第34話 人造人間戦(4)

 *神の視点


 神谷ヒカリの〈オン・ステージ〉によるペナルティは固定100万ダメージ。これは通常、対象に確実なる死を与えるほど強大なダメージだ。


 固定ダメージとは防御力や耐性を一切無視して与えられるダメージ。そして通常、モンスターを殺すには1万ダメージあればこと足りる。ボスモンスターでも10万ダメージでなんとかなる。人間であれば1000ダメージで致死となる。当然例外はあるが、大抵はそれだけあればなんとかなるのである。


 だからこそ、固定100万ダメージは必殺なのだ。神谷ヒカリには絶対の自信があった。普通のモンスターの耐久力、人間の耐久力、平均与ダメージ。
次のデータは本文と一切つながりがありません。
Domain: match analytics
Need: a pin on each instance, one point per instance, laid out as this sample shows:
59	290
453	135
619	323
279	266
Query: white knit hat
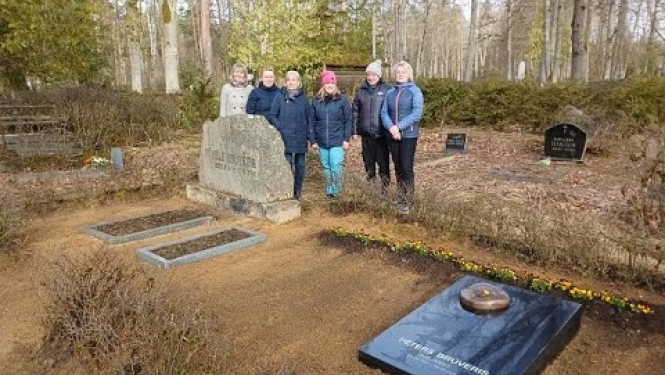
375	68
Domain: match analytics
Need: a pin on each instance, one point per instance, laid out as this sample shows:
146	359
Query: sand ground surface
296	301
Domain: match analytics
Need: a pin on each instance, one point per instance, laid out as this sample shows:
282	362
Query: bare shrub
531	230
114	320
644	216
9	222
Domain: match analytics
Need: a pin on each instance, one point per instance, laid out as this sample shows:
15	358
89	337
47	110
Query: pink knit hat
328	76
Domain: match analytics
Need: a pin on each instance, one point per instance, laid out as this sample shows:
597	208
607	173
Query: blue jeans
332	161
297	162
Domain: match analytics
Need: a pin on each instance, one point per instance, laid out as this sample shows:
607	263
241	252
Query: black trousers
403	153
376	152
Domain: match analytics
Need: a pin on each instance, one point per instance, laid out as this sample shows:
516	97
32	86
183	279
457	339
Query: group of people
386	117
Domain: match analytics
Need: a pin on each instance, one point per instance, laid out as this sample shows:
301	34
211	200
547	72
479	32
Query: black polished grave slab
565	142
455	142
442	338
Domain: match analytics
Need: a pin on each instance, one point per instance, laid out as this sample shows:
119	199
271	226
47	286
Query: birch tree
206	40
617	56
171	64
471	43
134	45
579	60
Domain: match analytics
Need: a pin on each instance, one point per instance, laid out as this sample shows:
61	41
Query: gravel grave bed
218	239
143	223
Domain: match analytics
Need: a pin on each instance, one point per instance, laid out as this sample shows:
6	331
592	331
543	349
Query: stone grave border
170	228
147	254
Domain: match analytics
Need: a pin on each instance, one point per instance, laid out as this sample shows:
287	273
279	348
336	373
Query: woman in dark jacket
260	99
367	123
289	113
332	124
400	115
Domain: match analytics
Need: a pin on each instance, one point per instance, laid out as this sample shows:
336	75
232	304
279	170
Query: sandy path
290	300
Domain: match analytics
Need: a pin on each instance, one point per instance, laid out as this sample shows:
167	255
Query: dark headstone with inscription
455	142
242	168
569	138
565	142
442	337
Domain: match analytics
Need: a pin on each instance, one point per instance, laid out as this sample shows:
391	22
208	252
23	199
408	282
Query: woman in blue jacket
289	113
260	99
367	123
332	124
400	114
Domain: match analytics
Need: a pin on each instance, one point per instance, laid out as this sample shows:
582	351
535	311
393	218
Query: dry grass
111	319
530	230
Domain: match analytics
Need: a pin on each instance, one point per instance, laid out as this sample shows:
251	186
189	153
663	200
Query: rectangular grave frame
147	254
148	233
375	355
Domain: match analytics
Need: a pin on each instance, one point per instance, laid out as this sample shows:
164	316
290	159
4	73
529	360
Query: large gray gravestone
242	168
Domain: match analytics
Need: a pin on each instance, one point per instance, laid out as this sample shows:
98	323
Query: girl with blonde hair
234	95
401	112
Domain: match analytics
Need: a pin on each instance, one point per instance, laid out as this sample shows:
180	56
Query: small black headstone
441	337
565	142
455	142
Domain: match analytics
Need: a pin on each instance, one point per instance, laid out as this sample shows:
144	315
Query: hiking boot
404	209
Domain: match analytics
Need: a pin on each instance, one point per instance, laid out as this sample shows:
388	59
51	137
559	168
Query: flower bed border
506	275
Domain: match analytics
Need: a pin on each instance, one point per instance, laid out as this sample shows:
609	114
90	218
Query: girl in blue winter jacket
332	122
400	114
260	99
289	113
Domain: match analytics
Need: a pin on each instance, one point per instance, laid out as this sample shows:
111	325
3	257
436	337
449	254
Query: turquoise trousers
332	161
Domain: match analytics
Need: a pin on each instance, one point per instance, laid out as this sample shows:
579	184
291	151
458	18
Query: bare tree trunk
134	47
650	65
397	49
556	42
119	45
171	64
546	62
206	40
471	43
579	60
509	40
609	44
618	48
421	42
153	19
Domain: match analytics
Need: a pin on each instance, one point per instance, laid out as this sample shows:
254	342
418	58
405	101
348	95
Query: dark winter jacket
367	109
332	121
290	115
260	100
403	106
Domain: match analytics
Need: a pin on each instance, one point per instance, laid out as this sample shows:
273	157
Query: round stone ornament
484	298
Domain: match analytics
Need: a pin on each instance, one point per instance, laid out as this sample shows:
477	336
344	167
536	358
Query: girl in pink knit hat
332	126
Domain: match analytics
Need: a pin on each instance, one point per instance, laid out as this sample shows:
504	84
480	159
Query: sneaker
404	209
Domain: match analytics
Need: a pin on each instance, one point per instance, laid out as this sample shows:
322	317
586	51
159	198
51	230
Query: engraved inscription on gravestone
455	142
442	337
244	155
565	142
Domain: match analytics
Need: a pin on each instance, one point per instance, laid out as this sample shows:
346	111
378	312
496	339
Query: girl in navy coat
367	123
260	99
400	115
332	123
289	113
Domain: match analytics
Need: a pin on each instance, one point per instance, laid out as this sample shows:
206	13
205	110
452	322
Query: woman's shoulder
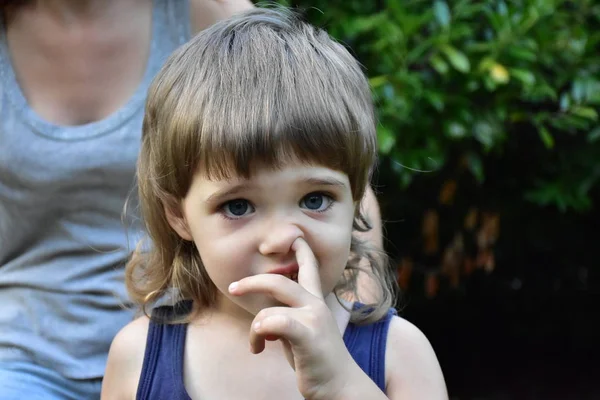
125	360
204	13
412	368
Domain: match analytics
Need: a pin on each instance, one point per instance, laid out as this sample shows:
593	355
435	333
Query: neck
71	11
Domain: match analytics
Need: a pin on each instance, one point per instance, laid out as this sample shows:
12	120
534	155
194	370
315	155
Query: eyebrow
220	195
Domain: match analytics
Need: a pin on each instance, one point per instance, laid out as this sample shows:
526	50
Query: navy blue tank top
162	371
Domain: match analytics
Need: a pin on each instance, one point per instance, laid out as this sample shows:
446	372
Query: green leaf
378	81
594	135
438	64
456	130
458	59
476	167
546	137
584	112
442	13
526	77
386	139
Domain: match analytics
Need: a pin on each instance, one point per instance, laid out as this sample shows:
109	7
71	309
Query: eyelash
328	195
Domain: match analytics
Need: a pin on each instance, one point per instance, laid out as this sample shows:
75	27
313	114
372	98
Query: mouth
293	276
290	272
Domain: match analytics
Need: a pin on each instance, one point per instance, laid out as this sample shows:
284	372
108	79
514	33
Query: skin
294	329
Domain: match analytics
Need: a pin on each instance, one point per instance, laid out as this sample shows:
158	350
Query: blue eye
319	202
237	208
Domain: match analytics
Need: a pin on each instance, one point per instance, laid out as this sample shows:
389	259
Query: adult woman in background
73	80
74	75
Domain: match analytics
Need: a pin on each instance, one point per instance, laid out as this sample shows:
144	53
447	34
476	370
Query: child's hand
312	341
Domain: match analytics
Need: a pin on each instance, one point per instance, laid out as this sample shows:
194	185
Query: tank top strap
367	345
162	370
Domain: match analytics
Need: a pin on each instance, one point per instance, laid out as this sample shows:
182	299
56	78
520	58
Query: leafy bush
463	78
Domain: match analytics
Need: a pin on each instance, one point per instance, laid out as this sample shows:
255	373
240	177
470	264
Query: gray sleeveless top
62	242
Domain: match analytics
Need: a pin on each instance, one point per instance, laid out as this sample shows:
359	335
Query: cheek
227	257
332	249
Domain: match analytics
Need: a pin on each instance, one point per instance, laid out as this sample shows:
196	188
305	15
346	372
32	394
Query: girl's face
245	227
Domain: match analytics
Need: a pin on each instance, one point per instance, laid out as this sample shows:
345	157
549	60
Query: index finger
308	272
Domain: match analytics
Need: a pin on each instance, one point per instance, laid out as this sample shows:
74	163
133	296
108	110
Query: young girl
258	142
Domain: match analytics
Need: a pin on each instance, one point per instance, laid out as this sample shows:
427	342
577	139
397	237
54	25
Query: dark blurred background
489	181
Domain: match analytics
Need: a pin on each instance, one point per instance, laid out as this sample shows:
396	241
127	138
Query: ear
176	219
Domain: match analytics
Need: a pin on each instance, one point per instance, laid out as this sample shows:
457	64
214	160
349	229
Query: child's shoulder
412	367
125	360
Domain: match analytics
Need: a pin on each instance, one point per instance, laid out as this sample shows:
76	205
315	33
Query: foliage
465	77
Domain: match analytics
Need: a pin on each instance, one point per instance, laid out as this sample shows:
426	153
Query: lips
289	271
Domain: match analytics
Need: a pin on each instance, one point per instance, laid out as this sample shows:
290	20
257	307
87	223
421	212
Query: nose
279	237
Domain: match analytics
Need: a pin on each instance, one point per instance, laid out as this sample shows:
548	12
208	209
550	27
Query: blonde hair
254	90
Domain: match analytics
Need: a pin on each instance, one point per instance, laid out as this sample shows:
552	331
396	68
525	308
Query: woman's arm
204	13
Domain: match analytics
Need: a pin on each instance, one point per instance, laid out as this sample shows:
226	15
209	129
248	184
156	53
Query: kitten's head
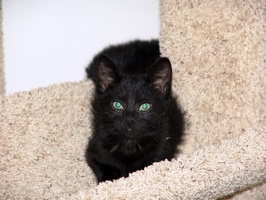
133	106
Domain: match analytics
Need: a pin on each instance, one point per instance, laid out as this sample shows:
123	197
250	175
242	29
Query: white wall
52	41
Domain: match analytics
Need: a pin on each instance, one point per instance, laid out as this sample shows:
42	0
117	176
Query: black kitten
136	119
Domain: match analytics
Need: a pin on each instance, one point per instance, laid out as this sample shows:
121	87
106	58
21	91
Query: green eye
117	105
145	107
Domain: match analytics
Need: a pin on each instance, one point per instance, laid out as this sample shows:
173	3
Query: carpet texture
218	55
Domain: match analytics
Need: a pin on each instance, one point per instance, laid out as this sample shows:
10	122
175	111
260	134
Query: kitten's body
127	138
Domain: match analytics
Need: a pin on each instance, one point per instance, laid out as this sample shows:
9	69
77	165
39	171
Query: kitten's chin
129	134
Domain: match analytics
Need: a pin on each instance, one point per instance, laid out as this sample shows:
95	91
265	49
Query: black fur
128	139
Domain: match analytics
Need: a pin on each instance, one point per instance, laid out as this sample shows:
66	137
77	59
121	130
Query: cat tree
218	53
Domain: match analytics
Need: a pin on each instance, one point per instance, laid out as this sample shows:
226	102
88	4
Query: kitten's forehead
132	89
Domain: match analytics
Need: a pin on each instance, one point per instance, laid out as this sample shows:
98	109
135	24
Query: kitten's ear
107	74
160	76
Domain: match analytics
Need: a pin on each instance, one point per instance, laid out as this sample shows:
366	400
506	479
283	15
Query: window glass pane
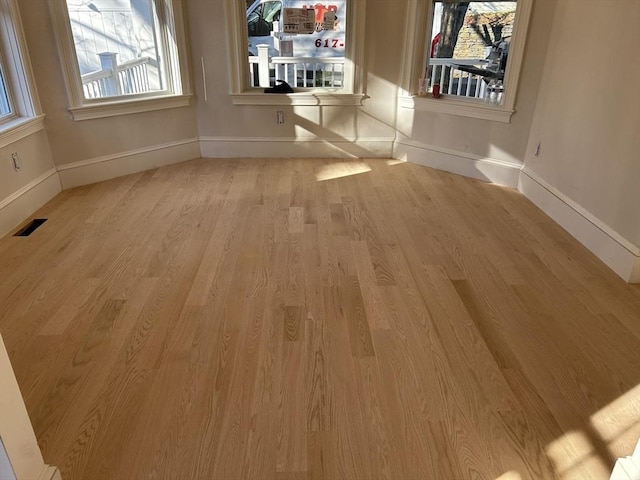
469	47
117	46
307	40
5	106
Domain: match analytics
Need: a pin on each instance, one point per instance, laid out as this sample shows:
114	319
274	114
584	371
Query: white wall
443	137
17	434
232	130
587	120
72	141
23	192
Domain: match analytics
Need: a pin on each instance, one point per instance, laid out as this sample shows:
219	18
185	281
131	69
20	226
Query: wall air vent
30	227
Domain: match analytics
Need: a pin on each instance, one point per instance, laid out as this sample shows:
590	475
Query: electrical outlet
15	162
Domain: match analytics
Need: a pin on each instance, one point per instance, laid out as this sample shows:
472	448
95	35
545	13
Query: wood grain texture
314	319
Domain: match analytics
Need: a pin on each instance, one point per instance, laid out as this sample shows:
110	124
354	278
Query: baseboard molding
609	246
50	473
291	147
462	163
124	163
21	204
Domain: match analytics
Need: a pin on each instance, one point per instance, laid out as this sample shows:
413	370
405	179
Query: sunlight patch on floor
618	424
512	475
341	169
395	162
575	458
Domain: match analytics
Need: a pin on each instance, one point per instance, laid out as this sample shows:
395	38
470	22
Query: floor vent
30	227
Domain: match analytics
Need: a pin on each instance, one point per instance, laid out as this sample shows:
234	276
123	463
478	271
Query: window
469	56
317	48
6	111
20	113
121	56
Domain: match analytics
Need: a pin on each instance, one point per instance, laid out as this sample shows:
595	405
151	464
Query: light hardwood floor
317	319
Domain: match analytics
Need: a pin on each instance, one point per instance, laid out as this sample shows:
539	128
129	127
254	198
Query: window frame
174	47
4	87
352	92
417	42
27	117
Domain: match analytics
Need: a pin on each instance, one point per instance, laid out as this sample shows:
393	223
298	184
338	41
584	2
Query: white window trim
353	93
419	18
178	95
28	118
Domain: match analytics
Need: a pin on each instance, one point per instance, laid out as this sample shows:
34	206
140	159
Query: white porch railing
117	79
461	83
304	72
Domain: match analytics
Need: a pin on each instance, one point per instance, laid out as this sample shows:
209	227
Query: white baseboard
609	246
124	163
18	206
50	473
290	147
461	163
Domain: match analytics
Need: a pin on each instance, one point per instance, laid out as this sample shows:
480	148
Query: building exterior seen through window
300	42
468	49
118	47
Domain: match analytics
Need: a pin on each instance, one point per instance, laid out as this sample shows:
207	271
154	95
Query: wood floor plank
356	319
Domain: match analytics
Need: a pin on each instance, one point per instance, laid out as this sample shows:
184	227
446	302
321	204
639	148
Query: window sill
301	98
126	107
19	128
463	108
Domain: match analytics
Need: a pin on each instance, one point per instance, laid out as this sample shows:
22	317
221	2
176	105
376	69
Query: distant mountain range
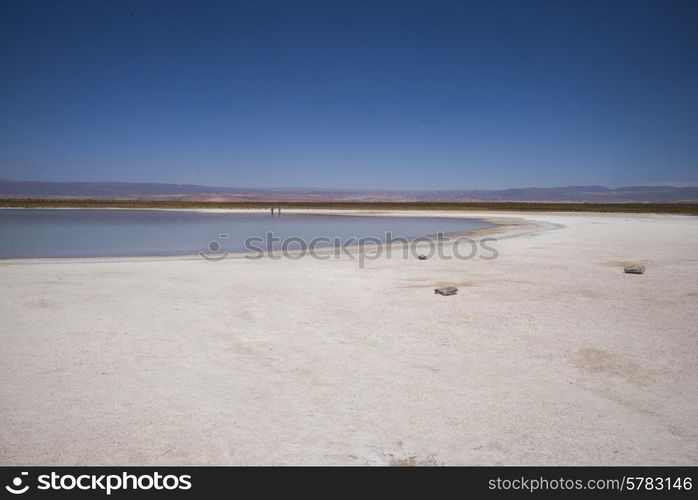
130	190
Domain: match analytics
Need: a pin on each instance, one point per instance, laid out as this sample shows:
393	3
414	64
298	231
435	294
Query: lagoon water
118	233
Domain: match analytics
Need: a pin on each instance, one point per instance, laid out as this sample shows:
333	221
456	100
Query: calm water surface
117	233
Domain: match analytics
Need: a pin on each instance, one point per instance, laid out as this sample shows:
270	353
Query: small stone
635	269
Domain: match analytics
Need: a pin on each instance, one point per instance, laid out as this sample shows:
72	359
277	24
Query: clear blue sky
403	95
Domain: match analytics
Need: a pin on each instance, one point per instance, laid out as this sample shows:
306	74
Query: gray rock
635	269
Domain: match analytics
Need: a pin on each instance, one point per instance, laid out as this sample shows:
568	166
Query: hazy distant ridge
32	189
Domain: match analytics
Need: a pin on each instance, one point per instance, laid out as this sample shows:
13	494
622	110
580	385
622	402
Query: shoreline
548	354
505	226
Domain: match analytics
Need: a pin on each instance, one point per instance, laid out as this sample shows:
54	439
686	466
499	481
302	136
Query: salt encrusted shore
549	354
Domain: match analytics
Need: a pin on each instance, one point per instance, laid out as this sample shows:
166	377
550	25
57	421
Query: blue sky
376	95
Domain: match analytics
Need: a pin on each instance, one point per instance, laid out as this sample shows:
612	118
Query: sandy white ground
549	354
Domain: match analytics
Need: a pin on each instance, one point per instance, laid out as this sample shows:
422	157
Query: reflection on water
115	233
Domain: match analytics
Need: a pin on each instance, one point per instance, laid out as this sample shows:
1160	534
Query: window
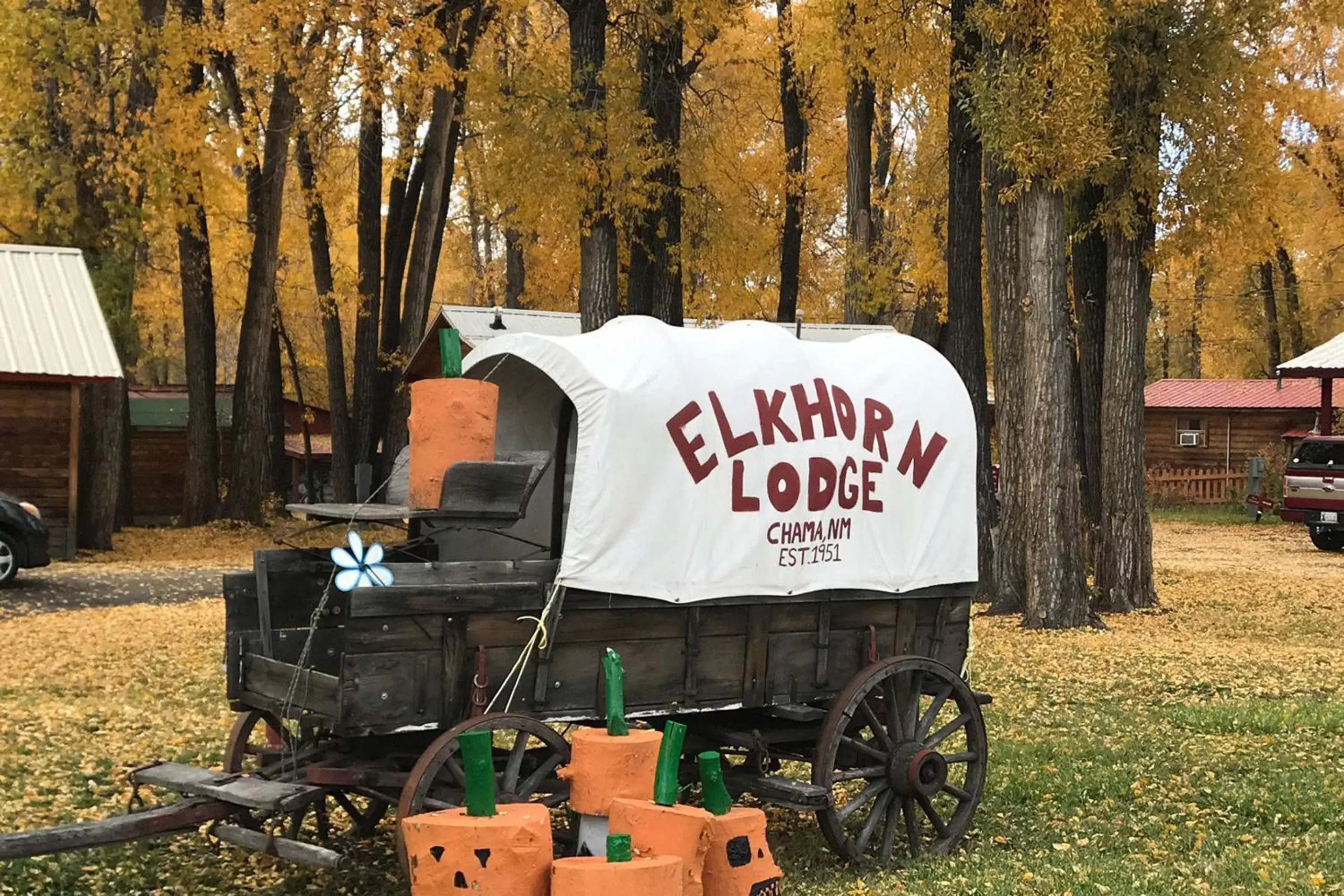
1319	453
1190	432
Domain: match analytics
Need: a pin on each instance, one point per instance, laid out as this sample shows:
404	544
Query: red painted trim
1314	504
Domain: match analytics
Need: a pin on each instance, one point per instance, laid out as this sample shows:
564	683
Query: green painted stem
479	766
615	675
619	848
449	352
714	794
670	762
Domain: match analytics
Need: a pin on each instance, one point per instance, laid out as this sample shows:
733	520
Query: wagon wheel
902	753
527	753
257	739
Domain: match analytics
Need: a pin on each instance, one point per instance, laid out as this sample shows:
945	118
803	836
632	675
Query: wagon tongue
207	797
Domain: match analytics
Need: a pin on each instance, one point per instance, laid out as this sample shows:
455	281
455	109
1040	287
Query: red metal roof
1294	394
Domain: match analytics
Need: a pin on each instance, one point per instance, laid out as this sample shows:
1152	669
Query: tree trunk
281	484
597	227
1197	355
319	244
515	269
964	342
1056	590
1089	273
201	484
253	459
1267	272
439	161
201	490
656	248
1006	316
858	198
405	194
369	226
101	448
795	166
1296	342
1126	555
309	483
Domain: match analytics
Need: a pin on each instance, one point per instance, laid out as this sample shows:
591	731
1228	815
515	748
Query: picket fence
1194	485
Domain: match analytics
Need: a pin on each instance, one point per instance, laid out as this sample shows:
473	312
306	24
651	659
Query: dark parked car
23	539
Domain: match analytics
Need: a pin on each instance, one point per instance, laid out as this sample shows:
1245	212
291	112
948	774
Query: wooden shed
53	339
1218	425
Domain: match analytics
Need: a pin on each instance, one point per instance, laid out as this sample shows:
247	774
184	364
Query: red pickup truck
1314	491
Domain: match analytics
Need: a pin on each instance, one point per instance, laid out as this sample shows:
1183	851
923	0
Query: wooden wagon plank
179	817
447	600
240	791
312	691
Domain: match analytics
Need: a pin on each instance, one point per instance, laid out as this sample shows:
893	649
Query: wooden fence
1194	485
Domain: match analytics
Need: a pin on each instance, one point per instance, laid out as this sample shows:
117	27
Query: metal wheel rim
237	745
444	749
883	817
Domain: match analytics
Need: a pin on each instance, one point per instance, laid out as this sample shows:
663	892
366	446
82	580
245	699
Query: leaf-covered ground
1193	750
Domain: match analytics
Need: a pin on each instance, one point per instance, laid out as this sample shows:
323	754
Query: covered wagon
777	536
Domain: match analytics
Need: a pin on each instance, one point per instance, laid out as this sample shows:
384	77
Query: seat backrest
492	490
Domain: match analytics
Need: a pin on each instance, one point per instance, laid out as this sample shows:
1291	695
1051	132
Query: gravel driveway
76	586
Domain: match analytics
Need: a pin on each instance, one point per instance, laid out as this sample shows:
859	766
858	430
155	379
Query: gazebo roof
1324	360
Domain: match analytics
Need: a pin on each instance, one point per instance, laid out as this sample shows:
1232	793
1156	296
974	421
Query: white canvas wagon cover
741	461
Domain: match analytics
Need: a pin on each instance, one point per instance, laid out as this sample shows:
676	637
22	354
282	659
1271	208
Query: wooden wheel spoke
865	797
889	833
935	819
865	747
913	836
875	724
890	699
946	730
932	714
910	713
956	791
515	762
875	817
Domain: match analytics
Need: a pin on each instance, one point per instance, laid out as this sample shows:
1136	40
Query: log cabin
1219	425
53	340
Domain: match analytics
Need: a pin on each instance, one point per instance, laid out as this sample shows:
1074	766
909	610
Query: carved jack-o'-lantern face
748	860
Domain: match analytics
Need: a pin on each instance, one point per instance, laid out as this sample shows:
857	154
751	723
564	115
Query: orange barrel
740	861
452	420
503	855
596	876
605	768
667	831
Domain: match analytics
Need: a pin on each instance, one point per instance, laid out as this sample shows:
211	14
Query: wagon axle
917	770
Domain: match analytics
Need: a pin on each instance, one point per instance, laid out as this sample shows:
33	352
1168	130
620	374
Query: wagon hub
916	770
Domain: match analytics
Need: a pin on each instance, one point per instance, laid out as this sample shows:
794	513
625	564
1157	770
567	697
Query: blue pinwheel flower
361	569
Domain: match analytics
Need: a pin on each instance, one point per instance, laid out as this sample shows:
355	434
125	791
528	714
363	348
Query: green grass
1191	750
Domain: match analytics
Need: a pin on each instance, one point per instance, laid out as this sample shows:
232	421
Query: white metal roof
480	326
483	324
50	319
1326	357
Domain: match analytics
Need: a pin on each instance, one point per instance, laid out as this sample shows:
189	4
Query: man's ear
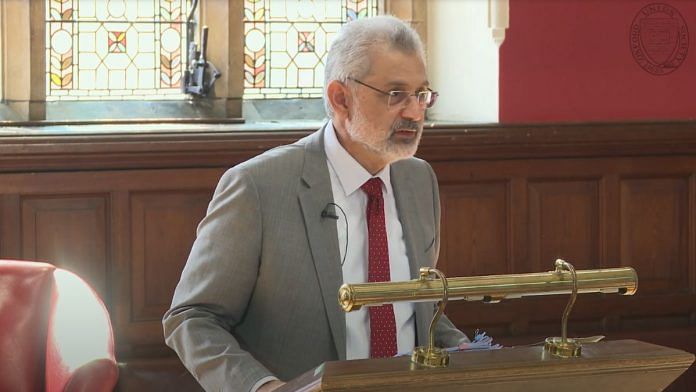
339	97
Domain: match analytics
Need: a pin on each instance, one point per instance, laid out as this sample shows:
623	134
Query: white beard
391	148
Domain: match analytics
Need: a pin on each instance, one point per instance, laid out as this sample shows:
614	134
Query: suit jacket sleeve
215	288
446	334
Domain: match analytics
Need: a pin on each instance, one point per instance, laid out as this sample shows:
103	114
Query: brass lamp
492	288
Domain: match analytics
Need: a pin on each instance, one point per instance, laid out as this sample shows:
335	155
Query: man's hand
270	386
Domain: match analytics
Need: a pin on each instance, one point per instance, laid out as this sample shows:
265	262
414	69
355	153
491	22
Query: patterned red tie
382	322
平均HP。これらを座学により知識として持っていたため、自身の固定100万ダメージに絶対の自信を持っていた。


 だからこそ、目の前の光景が信じられなかった。


 人造人間は起き上がったのだ。


 苦痛に顔を歪め、怒りに燃えながら、人造人間は起き上がったのだ。もし人造人間が喋れるならば、「今のは痛かった。」と言っていたことだろう。人造人間の感情には、怒りの中に焦りもあった。さっきのを何度も喰らうのはまずい。早々に片付けなくては、という焦りだ。


 事実、人造人間は〈オン・ステージ〉をあと8回喰らえば死ぬ。


 そしてそのことはなんとなく、神谷ヒカリも察していた。人造人間の消耗具合から、奴のHPは1000万くらいだろうと理解したのだ。


 そして当然、〈オン・ステージ〉はあと8回も使えない。クールタイムは長いし、MPからしても使えるのはあと3回。人造人間を殺すには至らない。


 神谷ヒカリは人生で初めてぶち当たった。火力不足という壁に。


 定気 小優にはそんなこと分からない。だが、目の前の人造人間がまだまだ元気そうであることは分かる。


「これは……。」


 定気 小優は神谷ヒカリに声をかけようとした。しかし、怒りの人造人間がそれを阻止する。体躯を揺らし、神谷ヒカリに接近すると、その顔面に拳を振るった。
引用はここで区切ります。